O projeto Residir traz residências artísticas conectando arte e comunidade na cidade do Porto, Portugal. A edição de 2021 selecionou 10 artistas e foi focada em duas regiões: Bonfim e Campanhã.

Minha abordagem à residência em Campanhã foi entender e sentir o território de São Vicente de Paulo, que já foi um bairro social. Através do contato com antigos moradores e de mergulhar em suas histórias e álbuns familiares, conseguimos saber mais sobre o bairro.

Construído nos anos 1950, o São Vicente de Paulo teve centenas de pessoas a viverem lá, num estilo de vida tão simples quanto afetuoso; apesar da pobreza, as pessoas conheciam as famílias inteiras umas das outras, engajavam-se nas vidas umas das outras de modo genuíno e cotidiano, criavam apelidos, festejavam juntos, celebravam grandes momentos como casamentos e nascimentos, etc. As pessoas eram próximas e viviam como uma grande família, com a proximidade e conflitos que advém.

Problemas sociais existiam no bairro, como pobreza e abuso de substância, especialmente com álcool (que piorou conforme passaram as décadas), mas a Câmara da cidade começou a tratar como um problema maior do que realmente era e usou como um pretexto para demolir o bairro inteiro em 2007. Nos anos anteriores, as pessoas foram sendo desalojdas e forçadamente realocadas em outros bairros (por vezes realmente longe), enfraquecendo as amizades e laços sociais forjados no bairro. As poucas pessoas que permaneceram próximas ao bairro presenciaram a demolição com corações pesados e lágrimas nos olhos.

Em 2021, no mesmo mês em que começamos a residência, nos deparamos com protestos de antigos moradores do bairro por conta da aprovação de um novo projeto habitacional no mesmo sítio; mas estas habitações não eram acessíveis e não tinham em conta os antigos moradores como prioridade. Na verdade, as realocações foram estratégicas, porque Campanhã passou a ser um ponto de interesse: devido ao seus ótimos acessos à autoestrada, a proximidade com a estação central de comboios e a nova estação de autocarros, mas também pela vista privilegiada do rio.

Os pobres não podem ver o rio?
Enquanto o Porto progride em direção ao reconhecimento internacional e o turismo floresce, as pessoas que ajudaram a construir a cidade são deixadas para trás; não há interesse público em crirar uma solução social ao crescente problema habitacional, cada dia mais preocupante e atingindo níveis insustentáveis.
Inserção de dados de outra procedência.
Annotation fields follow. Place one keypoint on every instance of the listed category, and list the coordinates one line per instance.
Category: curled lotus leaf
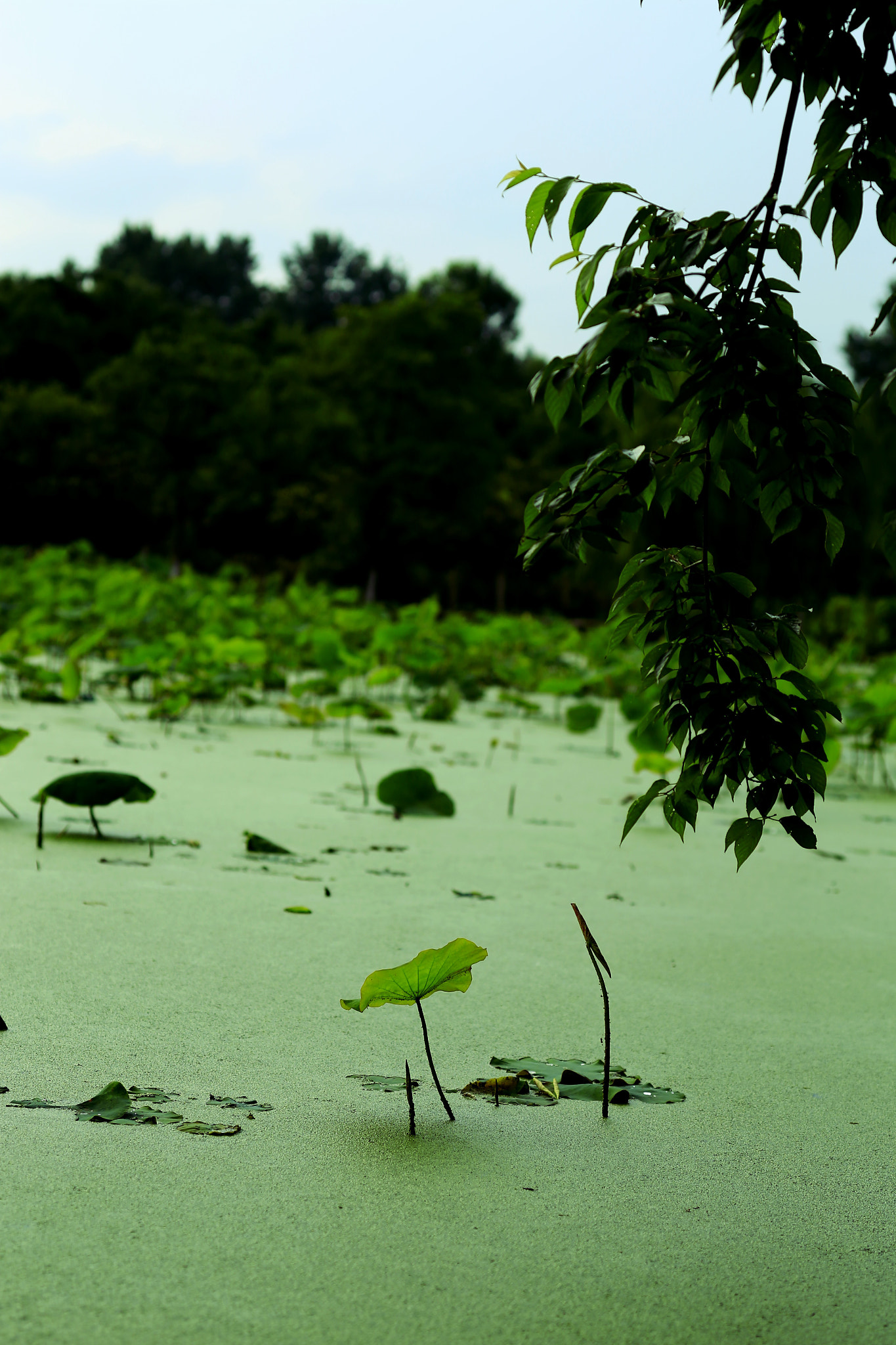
(433, 969)
(108, 1105)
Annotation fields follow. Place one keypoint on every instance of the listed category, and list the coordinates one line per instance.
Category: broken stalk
(429, 1056)
(597, 962)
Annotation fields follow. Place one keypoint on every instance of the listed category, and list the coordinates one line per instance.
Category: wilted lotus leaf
(96, 790)
(431, 970)
(581, 1080)
(202, 1128)
(147, 1095)
(261, 845)
(240, 1103)
(109, 1105)
(39, 1102)
(385, 1083)
(11, 739)
(414, 793)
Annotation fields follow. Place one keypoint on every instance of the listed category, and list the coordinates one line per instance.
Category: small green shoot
(92, 790)
(433, 969)
(10, 739)
(597, 962)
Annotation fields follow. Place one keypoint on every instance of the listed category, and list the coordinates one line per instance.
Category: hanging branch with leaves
(692, 317)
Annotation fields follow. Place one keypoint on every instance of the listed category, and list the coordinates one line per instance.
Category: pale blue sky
(390, 123)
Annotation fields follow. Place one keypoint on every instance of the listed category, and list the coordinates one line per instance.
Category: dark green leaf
(800, 831)
(790, 248)
(641, 806)
(535, 209)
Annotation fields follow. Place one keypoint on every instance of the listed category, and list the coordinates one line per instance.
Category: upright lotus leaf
(433, 969)
(92, 790)
(414, 791)
(109, 1105)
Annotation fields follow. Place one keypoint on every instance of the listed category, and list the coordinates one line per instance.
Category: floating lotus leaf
(581, 1080)
(584, 717)
(413, 791)
(109, 1105)
(202, 1128)
(261, 845)
(433, 969)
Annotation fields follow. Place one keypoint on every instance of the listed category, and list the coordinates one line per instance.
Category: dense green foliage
(344, 426)
(695, 317)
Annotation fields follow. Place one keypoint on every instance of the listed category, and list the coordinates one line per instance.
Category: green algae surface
(758, 1210)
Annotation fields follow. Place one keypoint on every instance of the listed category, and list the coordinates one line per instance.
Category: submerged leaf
(240, 1103)
(431, 970)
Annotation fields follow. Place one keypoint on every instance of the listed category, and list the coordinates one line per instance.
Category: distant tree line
(366, 431)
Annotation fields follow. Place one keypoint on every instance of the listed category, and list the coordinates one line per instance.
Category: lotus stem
(360, 771)
(410, 1098)
(597, 958)
(429, 1056)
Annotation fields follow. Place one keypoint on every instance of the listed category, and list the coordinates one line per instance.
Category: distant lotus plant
(433, 969)
(92, 790)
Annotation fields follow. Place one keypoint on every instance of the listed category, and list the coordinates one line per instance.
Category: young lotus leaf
(433, 969)
(413, 791)
(109, 1105)
(11, 739)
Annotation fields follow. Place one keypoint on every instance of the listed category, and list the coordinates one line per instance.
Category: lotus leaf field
(200, 1143)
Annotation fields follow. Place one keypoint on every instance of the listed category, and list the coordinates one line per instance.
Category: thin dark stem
(605, 1109)
(771, 200)
(429, 1056)
(409, 1090)
(360, 771)
(707, 470)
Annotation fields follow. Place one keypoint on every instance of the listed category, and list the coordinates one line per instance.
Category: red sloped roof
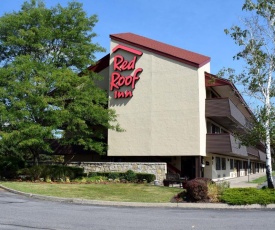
(181, 55)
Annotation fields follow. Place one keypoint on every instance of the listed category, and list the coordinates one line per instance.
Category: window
(223, 164)
(218, 163)
(215, 129)
(241, 164)
(231, 164)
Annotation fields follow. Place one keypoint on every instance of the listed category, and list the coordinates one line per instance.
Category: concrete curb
(136, 204)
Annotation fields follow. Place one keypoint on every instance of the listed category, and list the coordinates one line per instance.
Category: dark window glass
(218, 163)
O território nunca é neutro, e estamos a lidar com pessoas reais, com suas histórias, famílias, alegrias e laços.

Meu trabalho artístico na residência foi profundamente tocado e conectado pela história do bairro São Vicente de Paulo, especialmente através das vidas e experiências de Fátima e José, antigos moradores. Com uma generosidade muito apreciada, eles partilharam seus álbuns pessoais das suas vidas no bairro.

As fotos de Fátima e José foram relacionadas entre si e com as várias temporalidades do bairro, em que ele próprio, Vicente, é também um personagem: desde sua construção, depois com plena habitação e vida, até o momento atual após sua demolição em 2007. O bairro tem memória, tem histórias e tem vida, e o vazio atual do espaço é apenas superficial e não corresponde a um vazio da memória.

A partir da estampagem destas imagens em tecido, há manipulações com cores e padronagens, linhas conectando memórias numa instalação que remete a um estendal. O álbum de família é a um só tempo algo particular e uma experiência partilhada, e sua apresentação em estendal remete a um objeto comum e doméstico.

Histórico Expositivo: “Fátima, José, Vicente” esteve na CRL (Porto) na exposição Curva, para marcar a finalização do programa Residir, entre 09-23 de outubro de 2021. Esteve no Centro Cultural de Atletismo do Bonjóia (Porto), em 24 de outubro de 2021, através do Projeto Erre (CRL). Por fim, esteve exposto no Espaço Mira (Porto) no evento: “Arquivo, espaço e memória : conversa com Betina Juglair e Flora Paim” a 2 de dezembro de 2021.

Ficha técnica: 14 peças de dimensões variáveis, 2021. Técnica mista, estampagem de fotografias sobre tecido, intervenções com corte, linha, tecido, alfinete e agulha.